Riebe's research, which he says will benefit the multimillion-dollar fish management industry, was published earlier this month in Water Resources Research, an interdisciplinary journal that publishes original research in the natural and social sciences of water. Riebe was among four writers of the paper, titled "Optimal Reproduction in Salmon Spawning Substrates Linked to Grain Size and Fish Length."
Leonard Sklar, an associate professor of earth and climate service at San Francisco State University; Brandon Overstreet, a UW doctoral student in water resources/environmental science and engineering, from Laramie; and John Wooster, a geomorphologist/hydrologist with the National Oceanic and Atmospheric Administration (NOAA) Fisheries, were the other contributing writers.
"Though our study focused on California, Washington and British Columbia, our results should ultimately apply more generally to understanding spawning by cutthroat trout and rainbow trout in Wyoming," Riebe says. "Managers can design their restoration projects to maximize the spawning benefit."
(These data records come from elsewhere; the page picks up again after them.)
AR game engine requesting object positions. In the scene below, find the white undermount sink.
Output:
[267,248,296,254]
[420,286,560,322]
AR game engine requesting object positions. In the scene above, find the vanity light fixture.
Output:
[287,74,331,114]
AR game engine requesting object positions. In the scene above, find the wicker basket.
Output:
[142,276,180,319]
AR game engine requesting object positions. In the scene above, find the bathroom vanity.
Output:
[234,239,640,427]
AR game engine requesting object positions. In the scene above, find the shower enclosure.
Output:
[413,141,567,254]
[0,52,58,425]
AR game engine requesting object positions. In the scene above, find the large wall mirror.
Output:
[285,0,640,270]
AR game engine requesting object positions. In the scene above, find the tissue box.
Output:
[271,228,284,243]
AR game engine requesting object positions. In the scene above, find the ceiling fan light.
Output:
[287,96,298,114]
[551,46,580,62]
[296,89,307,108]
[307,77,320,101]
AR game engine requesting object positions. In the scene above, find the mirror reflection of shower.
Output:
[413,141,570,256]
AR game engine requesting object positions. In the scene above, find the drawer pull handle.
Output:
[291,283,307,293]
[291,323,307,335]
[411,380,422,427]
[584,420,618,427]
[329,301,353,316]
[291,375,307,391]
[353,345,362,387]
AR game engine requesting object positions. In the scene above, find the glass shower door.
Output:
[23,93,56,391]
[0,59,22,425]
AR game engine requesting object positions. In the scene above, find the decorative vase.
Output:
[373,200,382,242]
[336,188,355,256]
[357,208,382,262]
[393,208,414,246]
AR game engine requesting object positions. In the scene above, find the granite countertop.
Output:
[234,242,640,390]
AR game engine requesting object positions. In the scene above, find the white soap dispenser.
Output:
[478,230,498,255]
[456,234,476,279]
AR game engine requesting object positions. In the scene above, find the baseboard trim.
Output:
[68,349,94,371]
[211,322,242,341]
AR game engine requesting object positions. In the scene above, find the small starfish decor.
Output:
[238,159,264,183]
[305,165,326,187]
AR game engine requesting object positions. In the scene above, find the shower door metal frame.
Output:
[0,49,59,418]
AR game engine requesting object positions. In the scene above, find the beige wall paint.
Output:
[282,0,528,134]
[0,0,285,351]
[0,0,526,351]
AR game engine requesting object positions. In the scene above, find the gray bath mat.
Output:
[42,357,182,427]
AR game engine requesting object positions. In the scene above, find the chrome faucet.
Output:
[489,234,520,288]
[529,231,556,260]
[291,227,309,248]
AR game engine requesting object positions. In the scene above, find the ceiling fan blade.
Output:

The study focused on pink, sockeye and Chinook salmon—which span a range of sizes from small to large—and took place in rivers and creeks in California (Shasta River) and the Pacific Northwest (South Prairie Creek in Washington state and Scotch Creek in British Columbia, Canada) during 2009 and 2010. The research goal was to understand how grain size influences spawning because conditions necessary for productive spawning were unclear. Riebe's analysis reveals that coarse substrates have been substantially undervalued as spawning habitat in previous research work.
Grain size is a fundamental regulator of the quality of salmon spawning habitat. To be suitable for spawning, substrates need to be coarse enough to prevent scouring and allow the flow of oxygen-rich water to the eggs. At the same time, substrates need to be fine enough that female salmon can move sediment to build redds and deposit their eggs within the riverbeds, Riebe says.
To create a redd, female salmon use their tails to dig a small area of gravel on the bottom of a stream or shore. They create several depressions in the gravel, which form pockets into which salmon deposit their eggs. The size of a redd depends on the size of the fish making it.
Because a redd area increases with fish length, the number of eggs a substrate can accommodate is maximized for moderate-sized fish. The previously unrecognized trade-off raises the possibility that differences in grain size help regulate river-to-river differences in salmon size, Riebe says.
"Our research suggests that the factors that influence grain size in rivers also influence fish size," he says. "And those factors are climate, geology and erosional processes."
For example, a wet climate produces finer grains while a dry climate results in coarser sediment, Riebe says.
The approach provides a tool for managing grain-size distributions to support optimal reproductive potential of fish and species resilience, Riebe says. This is valuable as millions of dollars are spent annually In the United States to revitalize salmon spawning in riverbeds. Riebe adds that the research can be useful for managing any fish that uses rivers, in the same way as salmon, for spawning.
"What our method does is give managers a method to determine what size grains are needed to bring back fish of a certain size," Riebe says.